WASHINGTON (AP) -- U.S. factories barely boosted their output in September, adding to other signs that the economy was slowing even before the government shutdown began on Oct. 1.
Manufacturing production rose only 0.1 percent, the Federal Reserve said Monday. That's down from a 0.5 percent gain in August, which was slightly lower than previously reported.
Automakers boosted their output in September, but the gain was offset by declines at makers of computers, furniture and appliances.
Overall industrial production increased 0.6 percent in September, mostly because of a 4.4 percent jump in utility output. Utilities had fallen for five months. But September was unseasonably warm, likely increasing air conditioning use.
Mining output, which includes oil production, rose 0.2 percent, its sixth straight increase.
Factory output is the largest component of industrial production. It had shown signs of rebounding over the summer, raising hopes that factories would help drive economic growth in the second half of the year.

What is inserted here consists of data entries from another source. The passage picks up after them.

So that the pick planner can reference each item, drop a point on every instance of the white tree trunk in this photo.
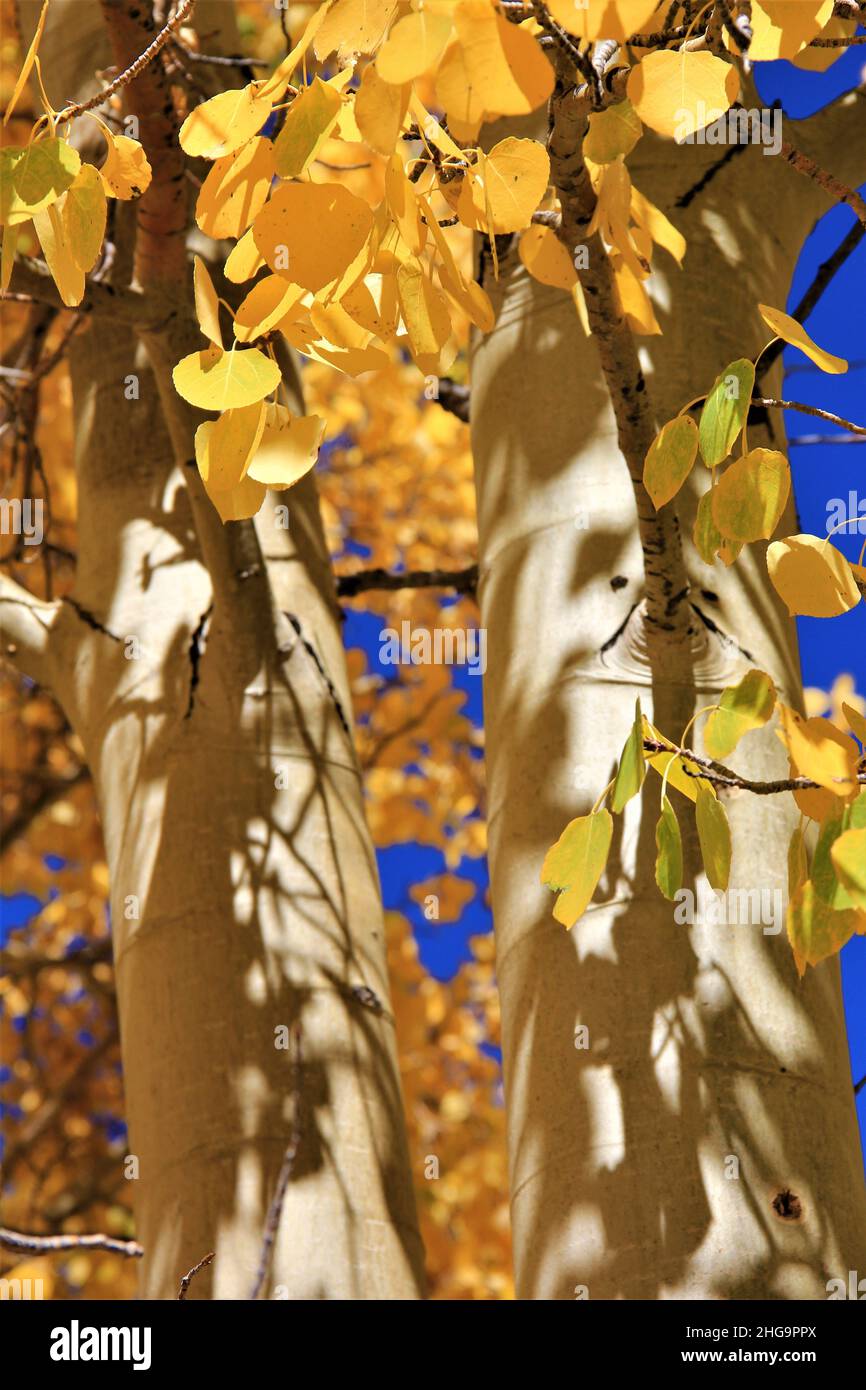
(702, 1044)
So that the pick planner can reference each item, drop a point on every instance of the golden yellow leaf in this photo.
(225, 121)
(207, 303)
(216, 380)
(679, 92)
(288, 449)
(57, 250)
(235, 189)
(793, 332)
(380, 110)
(224, 446)
(307, 125)
(414, 45)
(751, 495)
(310, 232)
(812, 577)
(494, 67)
(820, 752)
(84, 216)
(502, 191)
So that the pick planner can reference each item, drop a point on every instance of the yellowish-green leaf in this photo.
(224, 446)
(680, 92)
(216, 380)
(724, 410)
(751, 495)
(576, 863)
(715, 836)
(288, 449)
(793, 332)
(84, 216)
(815, 930)
(227, 121)
(669, 852)
(812, 577)
(613, 132)
(633, 767)
(669, 459)
(741, 708)
(307, 125)
(235, 189)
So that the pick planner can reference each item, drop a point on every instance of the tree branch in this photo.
(25, 630)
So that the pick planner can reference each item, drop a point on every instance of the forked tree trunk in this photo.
(704, 1045)
(243, 886)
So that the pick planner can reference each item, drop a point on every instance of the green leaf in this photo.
(715, 836)
(576, 863)
(669, 858)
(741, 708)
(633, 767)
(724, 410)
(669, 459)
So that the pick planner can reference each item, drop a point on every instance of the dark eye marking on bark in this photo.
(787, 1205)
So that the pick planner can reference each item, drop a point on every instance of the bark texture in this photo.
(216, 717)
(702, 1044)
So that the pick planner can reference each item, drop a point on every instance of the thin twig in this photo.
(463, 581)
(25, 1243)
(191, 1273)
(285, 1172)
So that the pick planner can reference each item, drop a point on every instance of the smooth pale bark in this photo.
(243, 884)
(702, 1044)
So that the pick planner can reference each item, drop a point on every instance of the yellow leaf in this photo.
(235, 189)
(266, 306)
(216, 380)
(669, 459)
(602, 18)
(380, 110)
(781, 28)
(741, 708)
(820, 752)
(576, 863)
(502, 191)
(612, 132)
(207, 303)
(715, 837)
(353, 27)
(679, 92)
(310, 232)
(848, 856)
(288, 449)
(224, 446)
(815, 930)
(751, 495)
(494, 68)
(243, 260)
(413, 46)
(225, 121)
(67, 273)
(812, 577)
(34, 177)
(793, 332)
(546, 259)
(424, 313)
(28, 63)
(125, 170)
(310, 120)
(84, 216)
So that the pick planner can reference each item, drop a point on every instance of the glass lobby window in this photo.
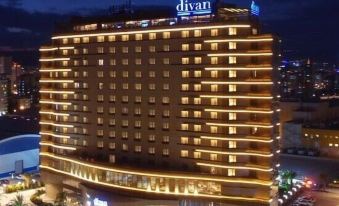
(232, 31)
(232, 45)
(166, 35)
(185, 34)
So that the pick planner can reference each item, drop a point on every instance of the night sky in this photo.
(308, 28)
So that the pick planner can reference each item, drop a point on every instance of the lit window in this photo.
(232, 116)
(213, 157)
(197, 114)
(184, 113)
(197, 128)
(185, 60)
(100, 38)
(232, 88)
(184, 127)
(214, 32)
(138, 37)
(214, 115)
(184, 153)
(214, 101)
(111, 38)
(184, 100)
(231, 172)
(197, 100)
(185, 74)
(232, 144)
(232, 60)
(197, 74)
(166, 47)
(152, 48)
(214, 46)
(125, 38)
(197, 60)
(124, 49)
(232, 158)
(197, 47)
(184, 140)
(232, 74)
(185, 47)
(232, 102)
(197, 33)
(232, 45)
(232, 31)
(214, 88)
(152, 36)
(185, 87)
(185, 34)
(214, 60)
(197, 155)
(214, 143)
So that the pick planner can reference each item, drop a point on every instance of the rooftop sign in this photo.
(189, 8)
(255, 9)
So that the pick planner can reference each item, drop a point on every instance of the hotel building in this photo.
(179, 108)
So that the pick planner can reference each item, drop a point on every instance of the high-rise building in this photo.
(178, 107)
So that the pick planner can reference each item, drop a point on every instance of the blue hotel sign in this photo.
(189, 7)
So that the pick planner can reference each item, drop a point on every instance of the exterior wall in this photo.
(19, 148)
(90, 86)
(324, 140)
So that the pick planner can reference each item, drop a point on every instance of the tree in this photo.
(61, 199)
(18, 201)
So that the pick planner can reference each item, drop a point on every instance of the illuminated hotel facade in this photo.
(179, 108)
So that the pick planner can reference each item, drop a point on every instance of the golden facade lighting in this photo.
(55, 103)
(236, 167)
(56, 125)
(163, 174)
(48, 144)
(240, 125)
(263, 154)
(152, 31)
(54, 59)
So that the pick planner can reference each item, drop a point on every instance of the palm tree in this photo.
(18, 201)
(61, 199)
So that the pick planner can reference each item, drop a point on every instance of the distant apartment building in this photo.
(180, 108)
(305, 80)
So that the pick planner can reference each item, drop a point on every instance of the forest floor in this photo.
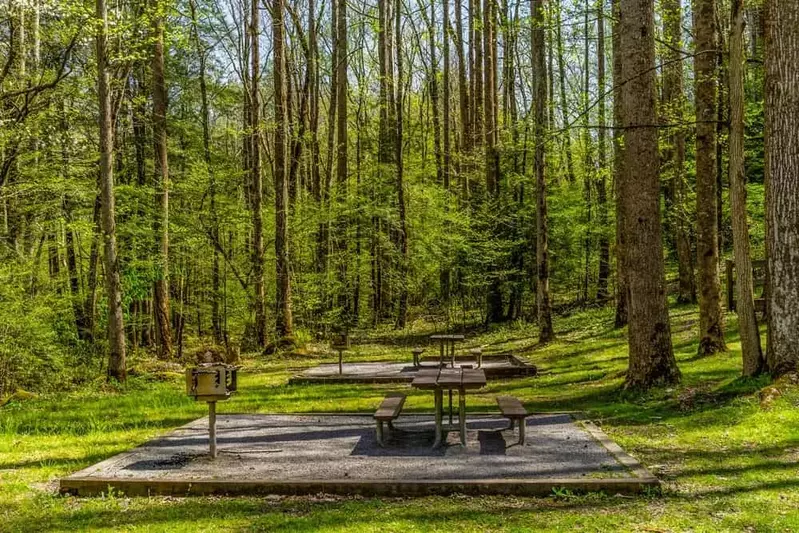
(727, 449)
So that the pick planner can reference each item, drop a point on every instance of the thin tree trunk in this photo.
(711, 320)
(622, 286)
(782, 183)
(434, 101)
(651, 356)
(117, 368)
(161, 220)
(753, 361)
(284, 323)
(445, 275)
(674, 153)
(545, 331)
(402, 311)
(256, 180)
(201, 54)
(602, 293)
(563, 102)
(342, 161)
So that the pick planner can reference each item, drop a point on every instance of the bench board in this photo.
(390, 407)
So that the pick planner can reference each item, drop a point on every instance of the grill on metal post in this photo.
(210, 383)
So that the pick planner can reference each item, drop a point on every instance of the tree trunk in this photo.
(601, 182)
(563, 103)
(622, 286)
(434, 101)
(445, 274)
(475, 19)
(283, 322)
(651, 356)
(711, 325)
(256, 181)
(753, 361)
(402, 311)
(782, 183)
(341, 169)
(116, 328)
(201, 54)
(674, 153)
(161, 220)
(545, 331)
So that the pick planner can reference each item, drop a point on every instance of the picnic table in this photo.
(447, 343)
(449, 379)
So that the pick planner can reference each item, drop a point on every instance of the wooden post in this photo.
(212, 428)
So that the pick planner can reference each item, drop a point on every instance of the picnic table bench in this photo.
(389, 410)
(513, 410)
(449, 379)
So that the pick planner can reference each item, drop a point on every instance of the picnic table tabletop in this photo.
(447, 337)
(450, 378)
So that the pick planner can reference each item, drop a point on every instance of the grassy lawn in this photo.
(729, 461)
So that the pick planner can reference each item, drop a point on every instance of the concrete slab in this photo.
(496, 367)
(299, 454)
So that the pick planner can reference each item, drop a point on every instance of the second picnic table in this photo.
(449, 379)
(447, 343)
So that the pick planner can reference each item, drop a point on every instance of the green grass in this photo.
(728, 463)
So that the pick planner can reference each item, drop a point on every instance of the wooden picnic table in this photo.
(449, 379)
(447, 343)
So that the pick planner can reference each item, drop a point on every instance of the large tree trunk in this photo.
(622, 287)
(753, 361)
(283, 322)
(674, 153)
(256, 180)
(651, 356)
(161, 220)
(782, 183)
(711, 320)
(116, 328)
(538, 42)
(216, 325)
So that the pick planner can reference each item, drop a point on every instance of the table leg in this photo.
(462, 415)
(450, 407)
(439, 400)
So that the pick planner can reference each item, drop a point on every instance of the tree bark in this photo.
(711, 320)
(538, 43)
(284, 324)
(256, 180)
(402, 311)
(117, 368)
(602, 159)
(162, 185)
(563, 102)
(341, 149)
(651, 356)
(753, 361)
(216, 324)
(622, 286)
(782, 183)
(674, 153)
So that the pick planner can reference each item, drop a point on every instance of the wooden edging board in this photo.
(84, 484)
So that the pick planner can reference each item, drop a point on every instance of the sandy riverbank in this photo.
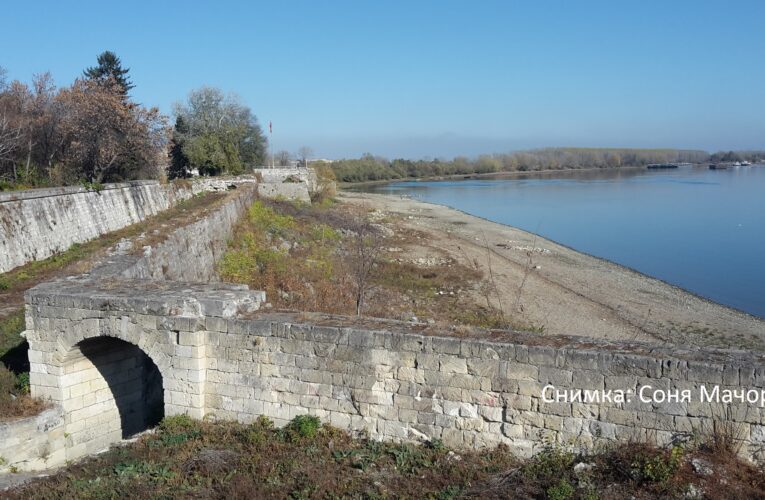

But several reports suggest businesses and consumers had both grown more cautious right before the 16-day partial government shutdown. And overall hiring has slowed. Those factors could keep the economy weak until next year.
Orders for industrial machinery and other core capital goods, which signal business confidence in the economy, fell sharply in September, the government said last week. Economists pay close attention to those orders because they typically signal expansion.
Still, one measure of manufacturing said overall factory activity expanded in September at the fastest pace in 2 ½ years. The closely watched Institute for Supply Management manufacturing survey noted that production rose and manufacturers stepped up hiring, while new orders jumped, though not as quickly as the previous month.
Some economists see that as a sign manufacturing may yet pick up later this year or in early 2014.
"With a modest global recovery underway and the dollar now falling, we would expect industry to perform a bit better," said Paul Ashworth, an economist at Capital Economics.
A measure of the total existing capacity used by factories, mines and utilities rose to the highest level since July 2008. That suggests that if demand rises much more, companies will have to invest in more factories and other production facilities to increase output.
The Fed's gauge of capacity utilization is still about 2 percentage points below its 40-year average of just over 80 percent.
The Fed's report on industrial production was delayed by the 16-day shutdown. It was originally scheduled to be released Oct. 17.
Most economists predict growth slowed in the July-September quarter to an annual rate of about 1.5 percent to 2 percent, down from a 2.5 percent rate in the April-June quarter. And the shutdown is likely to keep growth at that sluggish pace for the final three months of the year.
Cliff Waldman, senior economist for the Manufacturers Alliance for Productivity and Innovation (MAPI), offered the following analysis of the latest numbers:
“While a surge in the output of utilities caused total U.S. industrial production to advance at a strong 0.6 percent clip in September, the output gain of the manufacturing sector was a far more muted 0.1 percent, considerably weaker than the 0.5 percent advance seen in August. Most of the output growth in manufacturing during September was a result of strong production gains in motor vehicle and parts as well as in machinery, the latter being a good sign for at least a modest rebound in overall manufacturing from the weakness seen in the spring. A moderation in the pace of the housing recovery appears to have impacted the production of furniture, which fell by 0.7 percent during September, and was very likely a factor in the 0.2 percent contraction in the output of electrical equipment, appliances, and components.
“During the third quarter, manufacturing output advanced by a weak 1.2 percent on an annualized basis after contracting by 0.1 percent during the second quarter,” Waldman added. “A modest improvement in the global growth picture has strengthened U.S. export activity to the benefit of U.S. factories. But the tepid nature of the gains in key regions such as the Eurozone and China and the negative impact of historically significant levels of uncertainty in U.S. fiscal and monetary policy are holding back business investment, a key demand driver for manufacturing. With neither a strong global recovery nor a resolution to the policy problems in Washington on the horizon, and with questions about the strength of the housing rebound, U.S. manufacturing output growth will likely be positive but muted for the balance of this year and into 2014.”